Since this is a Gartner blog, I won’t comment here on the ridiculous finger-pointing going on in the wake of the banking
bailout rescue efforts (but I might here eventually). However, I miss a connection closer to home which to me at least seems inevitable. What is the role of IT in creating or at least exacerbating this mess? So far I’ve heard blame spread on Democrats, Republicans, Eurocrats, greedy yuppies, deregulation, over-regulation, stupid consumers, and an overabundance of capital in the system. Not much mention of IT’s role, but I don’t think that it will take much longer for the searchlight to swing around to us.
With all those millions invested in compliance, risk management and business intelligence software, how did this mess seemingly come as such a big surprise? I suspect that it wasn’t a surprise to those who invested this money wisely. But either the warning signs were ignored, or the software was used to justify or mask ever-riskier investments. With the glut of capital in the system looking for a home that produces good returns, the pressure was on to find ways to invest it. Deep understanding of compliance rules or risk management algorithms makes it easier to game the system. And that’s what many financial institutions did. Well, at least the problem of ‘excess’ capital has been solved.

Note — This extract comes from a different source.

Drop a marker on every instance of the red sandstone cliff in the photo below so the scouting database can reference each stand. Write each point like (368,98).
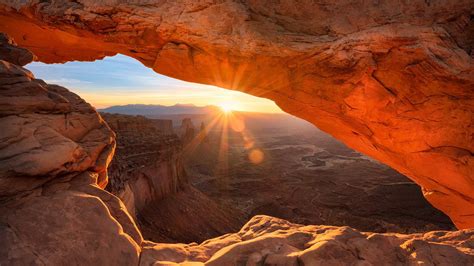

Another explanation derives from the false sense of well-being that comes from automated systems. Back office fulfillment systems make it possible to execute the blisteringly complex financial derivatives thought up by financial wizards. The applications show all of the individual obligations in nice neat columns, giving the impression of control, However, assessing the risk and attaching a valuation to a bank with billions of dollars or Euros of notes based on shaky mortgages goes beyond the capabilities of any computer system. Those comforting reports only show the last level of information. Once the basis of those complex constructions start to wobble, the most expensive reporting systems can’t portray what is really going on. That is a task more suited to a Ouija board or Tarot cards.
Without these back office systems, financial institutions could not have created or executed these complex instruments. Without those compliance and reporting systems showing that they follow the rules, they would not have been allowed. Ipso facto IT is to blame.
I haven’t seen this idea in the wild yet, but I don’t think it will take long. Who has seen similar accusations out there?